The Impulse Disestablishmentification.
The Re-Regularization.
They had plenty of names for it. Just the other day he’d heard one of the orderlies refer to it as The Patient’s Sal-i-vation. That was a good one. They all came out of the shock room drooling like hungry dogs.
Whatever you called it, it changed everything. Like electric lights at Wrigley. They said it was the same game of baseball after Wrigley Field got lights, but it wasn’t. Once they were able to play in the dark of the night, illuminated by a thousand bulbs lit by a current pumped from some power plant on the other side of Lake Michigan, well, it was NOT the same game.
And that’s how he felt. Lit up by the electroshocks, his brain was NOT the same brain he’d been getting by with before the therapy. No sir. This brain had oomph. This brain had juice. This brain was on fire, and he wanted to see how far it could go. He wanted to finish his calculations. But he needed to confirm with someone that he was figuring factorials the right way.
But who?
And how? He didn’t even know how long it was until the next orderly checked on him or brought him food. Was it dinner time? Or lunch time? Had he eaten breakfast yet? He had no idea. No memory of eating.
Holy Granny Hamner! I’m trying to work out lenghty factorials and I can’t even remember my last meal. What kind of brain is this they’ve left me?
He slapped his palm upside his head, a gesture he used to use to indicate his brain needed a little shaking up, a playful, even comic gesture in the days before. But this time, it just hurt.
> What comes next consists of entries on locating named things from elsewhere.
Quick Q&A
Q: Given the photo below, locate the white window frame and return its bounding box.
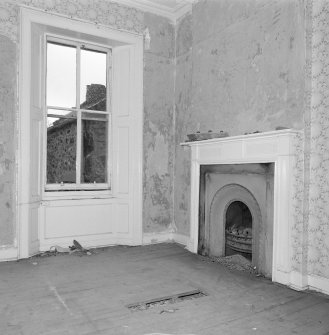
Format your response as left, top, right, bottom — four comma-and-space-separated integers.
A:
16, 5, 143, 258
42, 33, 113, 192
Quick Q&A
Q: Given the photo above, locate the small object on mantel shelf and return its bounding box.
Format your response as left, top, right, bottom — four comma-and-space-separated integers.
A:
275, 126, 290, 130
186, 130, 228, 142
244, 130, 261, 135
Jumpin’ Jesus Alou! He held his head and waited for the wave of pain to pass.
When it did, he couldn’t remember what he’d been doing. He looked around. He remembered the room, all right, but why was he on the floor? And what was this mess—
The cards! He remembered the cards! The cards would save him!
There was a knock at the door, and he knew lunch was being delivered. They knocked to let patients know the food cart was in the hall. In a moment, they’d find the keys and unclock his door. Breakfast, he remembered, had been toaster waffles that morning. They were soggy and cold. Lunch, he hoped, would be soup.
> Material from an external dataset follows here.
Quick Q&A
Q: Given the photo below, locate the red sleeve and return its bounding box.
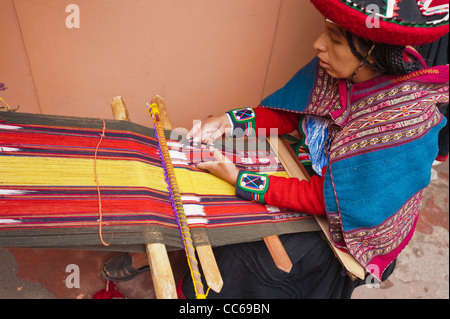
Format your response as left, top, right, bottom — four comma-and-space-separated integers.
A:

Wait a minute! A moment ago he couldn’t remember if it was lunchtime or breakfasttime or dinnertime. And now he knew lunch was being delivered. And what they’d served for breakfast. But he couldn’t remember how he’d spilled his cards on the floor. What was happening to him? He was remembering somethings and forgetting others.
Double Damn Dom Dimaggio, he said, I rather remember the cards, and what I was doing, than what crap they served for breakfast!
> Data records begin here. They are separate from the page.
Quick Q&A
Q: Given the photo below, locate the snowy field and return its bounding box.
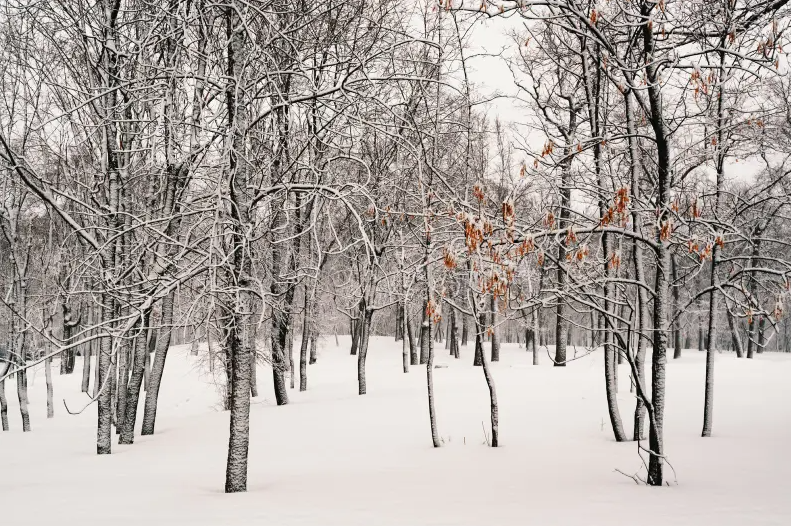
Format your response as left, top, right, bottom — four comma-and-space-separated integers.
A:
0, 337, 791, 526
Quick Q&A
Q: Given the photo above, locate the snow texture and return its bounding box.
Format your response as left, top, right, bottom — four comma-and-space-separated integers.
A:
0, 337, 791, 526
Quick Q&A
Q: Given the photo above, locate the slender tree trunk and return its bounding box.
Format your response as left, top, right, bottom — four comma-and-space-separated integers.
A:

But he was smiling. He knew something was starting. Memories were shaking loose. He gave the side of his head another slap, just for good measure. He could feel the chemicals sloshing from one side of his brain to the other. Or he believed he could. As Sherlock Holmes used to say, “The game’s afoot!” It felt like a new beginning. And in the beginning …
… had always been …
… and always would be …
FUNGO BATS!
He remembered them too! The skinny little bat coaches used to shag flies to outfielders before a game.
It was all coming back. Electrons were lining up in his head, reconnecting, sorting it all out like a reunion of old friends. Shake a few hands, repeat a few names, and we’re back in business, boys!
The door to his room opened. Lunch. Just like he’d expected. Only soup and crackers and ice tea, but to the old man with the reorganized gray matter it looked like … well, like salvation, like his ticket out, like Opening Day and the First Pitch and a win on the road all rolled into one.
Lunch was served and he knew it. And he knew that he knew it.
Wallopin’ Willie “Devil” Wells! First fungoes, then the names—the wondrous litany of baseball names—and eventually, inevitably he believed, the numbers. It would all arrive at his door like lunch. Served on a tray.
Just like spring training, he thought. Anything is possible.